Beside Flora, Connor sleeps, oblivious.
THUD. THUD. THUD.
Down the hallway now.
The footsteps stop right at the moment they would be in front of the nursery. A pause. Watching Iris sleep.
Flora tries to scream, but her lips are glued to one another. Or maybe she doesn’t have a mouth at all. Just smooth skin from the bottom of her nose to her chin.
THUD. THUD. THUD.
The footsteps start again. The Night Hag is coming for her now. Flora wants to warn Connor, who continues to snore beside her. But, of course, she cannot. She is only a sack of bones and useless muscle, like overworked elastic.
The footsteps get closer. They are in her room. They approach the bed. The Night Hag is only feet away now, though Flora can’t turn her head to look.
THUD. THUD.
The Night Hag stops right beside her. Flora knows she is being watched, can feel the gaze ravaging her body, filling her up with shame and filth.
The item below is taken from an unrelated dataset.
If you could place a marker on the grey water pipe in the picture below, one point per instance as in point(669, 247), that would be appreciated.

Flora’s skin sizzles. It starts at the back of her left hand and travels up her arm, first to her elbow, then to her shoulder. A trail of gasoline lit by a match. She cannot react to the pain, but she can feel it. The worst of both worlds.
It’s there again, that deafening gear sound, metal on metal and the echoes of screaming souls.
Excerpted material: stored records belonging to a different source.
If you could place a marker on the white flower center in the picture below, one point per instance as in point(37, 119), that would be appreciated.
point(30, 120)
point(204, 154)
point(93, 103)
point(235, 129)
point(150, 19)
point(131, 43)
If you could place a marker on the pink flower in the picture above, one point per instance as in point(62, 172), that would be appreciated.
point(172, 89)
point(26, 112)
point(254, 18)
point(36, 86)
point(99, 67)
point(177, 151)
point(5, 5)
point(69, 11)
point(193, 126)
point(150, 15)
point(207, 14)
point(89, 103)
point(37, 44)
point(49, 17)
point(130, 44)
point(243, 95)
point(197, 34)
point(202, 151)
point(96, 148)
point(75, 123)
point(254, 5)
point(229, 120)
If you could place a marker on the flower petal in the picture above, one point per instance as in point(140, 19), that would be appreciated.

Just as the familiar heavy weight lands on her body and the sound of rushing water fills her ears, a flicker of movement catches her one good eye. A shadow on the wall. The shadow grows and grows, until it is as tall as the ceiling. Like a shadow puppet made from a child’s hands. The creature has long legs and a ginormous head. It’s not quite human. It has the head of a hippopotamus.
Taweret
The hippo opens its giant mouth and sucks in air. Wind whips Flora’s hair against her cheeks as she lies still, paralyzed. The weight on her chest quickly dissipates, as if the shadow has sucked the Night Hag off Flora. The sucking sound gets louder and louder until WHAP!
The room is back to normal. Flora’s body buzzes with circulating blood. She wiggles her fingers and toes.
On the monitor, Iris sleeps, oblivious.